Chapter I. Introduction

“Life is a game. Money is how we keep score.”

Ted Turner (attributed), The Quotable Billionaire

This thesis is about prices, computational finance and pricing algorithms. Prices are the essence of the material world. Prices are much more than the quantitative/monetary value that will purchase a finite measure of a good or a service. Being prices the consideration given in exchange for transfer of ownership or right to use, there is no doubt they set up the essential basis of commercial transactions11 and provide the means of comparing different goods or services in terms of the satisfaction/utility they deliver to the actual or potential owners or users, as well as in terms of their relative scarcity.

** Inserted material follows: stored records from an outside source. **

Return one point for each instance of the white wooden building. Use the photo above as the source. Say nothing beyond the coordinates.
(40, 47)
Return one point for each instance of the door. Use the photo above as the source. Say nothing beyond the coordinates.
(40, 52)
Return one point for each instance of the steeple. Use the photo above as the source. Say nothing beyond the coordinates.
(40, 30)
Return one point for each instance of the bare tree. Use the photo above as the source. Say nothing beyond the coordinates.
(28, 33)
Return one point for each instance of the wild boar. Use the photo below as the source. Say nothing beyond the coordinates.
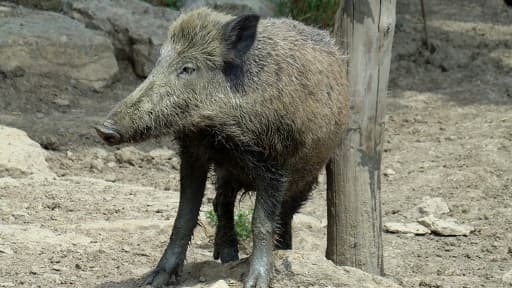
(264, 102)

But prices are also an expression of the expectations of the agents about the future and their interpretation regarding the events they observe or that they believe are happening. Therefore prices provide a ground of negotiation for the exchange of goods or the provision of services within a context which is psychological and objective at the same time for the interacting agents, and thus comprising a natural interface for the agents to the markets in order to function properly: <<The stock market is considered essential for economic growth and expected to contribute to improved productivity. An efficient pricing mechanism of the stock market can be a driving force for channeling savings into profitable investments and thus facilitating optimal allocation of capital.>>12

Pricing algorithms have earned a significant reputation within financial field practitioners, but no so much in the academic ground. The topic of pricing algorithms is approached at most only tangentially in the technical literature, and appears mentioned more often in technical blogs or by analysts in different forums, especially in those conversations aimed to divulgate how modern financial markets operate13, or to warn the public against the dangers of computers (i.e. algorithms) “controlling” our lives and the eventual prosecution of individuals unethically profiting from price manipulation.

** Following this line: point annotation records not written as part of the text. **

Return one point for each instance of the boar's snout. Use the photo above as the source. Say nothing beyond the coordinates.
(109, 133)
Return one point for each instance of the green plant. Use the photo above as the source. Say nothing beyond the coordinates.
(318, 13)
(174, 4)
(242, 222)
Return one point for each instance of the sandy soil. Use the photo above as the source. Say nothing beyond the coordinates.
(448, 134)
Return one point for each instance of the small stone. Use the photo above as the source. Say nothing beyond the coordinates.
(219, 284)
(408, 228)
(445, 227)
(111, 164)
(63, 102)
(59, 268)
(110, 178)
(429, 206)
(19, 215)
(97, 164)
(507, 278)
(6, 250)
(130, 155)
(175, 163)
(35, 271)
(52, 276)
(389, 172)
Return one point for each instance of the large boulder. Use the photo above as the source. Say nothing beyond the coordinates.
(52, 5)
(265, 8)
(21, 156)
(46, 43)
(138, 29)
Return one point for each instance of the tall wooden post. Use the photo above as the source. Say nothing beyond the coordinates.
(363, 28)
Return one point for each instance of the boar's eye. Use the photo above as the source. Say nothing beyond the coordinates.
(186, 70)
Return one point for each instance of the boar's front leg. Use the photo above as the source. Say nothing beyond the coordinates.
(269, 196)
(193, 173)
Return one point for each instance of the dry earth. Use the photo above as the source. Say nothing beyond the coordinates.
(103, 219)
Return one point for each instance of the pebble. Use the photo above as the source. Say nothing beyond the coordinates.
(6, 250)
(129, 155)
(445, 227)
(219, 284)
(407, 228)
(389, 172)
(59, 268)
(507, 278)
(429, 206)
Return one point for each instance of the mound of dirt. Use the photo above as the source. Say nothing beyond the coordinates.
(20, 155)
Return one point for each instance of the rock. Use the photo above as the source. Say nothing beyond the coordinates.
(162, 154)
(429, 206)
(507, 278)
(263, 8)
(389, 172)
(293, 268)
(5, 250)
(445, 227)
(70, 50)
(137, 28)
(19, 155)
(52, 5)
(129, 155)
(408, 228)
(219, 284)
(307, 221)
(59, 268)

11 ‘Price’ entry, Business Dictionary, at http://www.businessdictionary.com/definition/price.html.

12 Hasan, Zobaer; Kamil, Anton Abdulbasah, Mustafa, Adli and Baten, Azizul. ” Stochastic Frontier Model Approach for Measuring Stock Market Efficiency with Different Distributions”. PLoS ONE 7(5), May 17, 2012. http://dx.doi.org/10.1371/journal.pone.0037047

13 In a 2013 article regarding the role of algorithms in society, a commentator pointed out that when algorithms are used in problems relating to the social sciences and financial trading, where there is less understanding of what the models and their output should be, and the environment is characterised by volatility, a number of potential situations might arise:

Validation of algorithm performance and potential impacts is limited or impossible (for example, scientists may take years to validate an algorithm, whereas a trader has just days to do so, if she is lucky).

In solving certain problems, it has been observed that there is a large number of agents running very similar algorithms, leading to intertwined behaviour which can trigger phenomena like the

"flash crash" of 6 May 2010, when the Dow Jones Industrial average fell 1,000 points in just a few minutes, only to see the market regain itself 20 minutes later.

Algorithms are now programmed to look for "indirect, non-obvious" correlations in data.

Exaggerating causation when an algorithm identifies a correlation in vast swaths of data can lead to mismanagement and manipulation. For example, shopping habits used as proxies of consumers' health condition, or automatic algorithmic "profiling" used in the legal system.

Another source of concern arises around the way society is structured with regard to data use and data privacy: the use of algorithms to aid policing, as with CRUSCH (Criminal Reduction Utilising Statistical History) algorithms, where the police have reportedly linked some racial groups to particular crimes.

Source: Hickman, Leo. ‘How algorithms rule the world’. The Guardian, July 1, 2013. Available at:

https://www.theguardian.com/science/2013/jul/01/how-algorithms-rule-world-nsa.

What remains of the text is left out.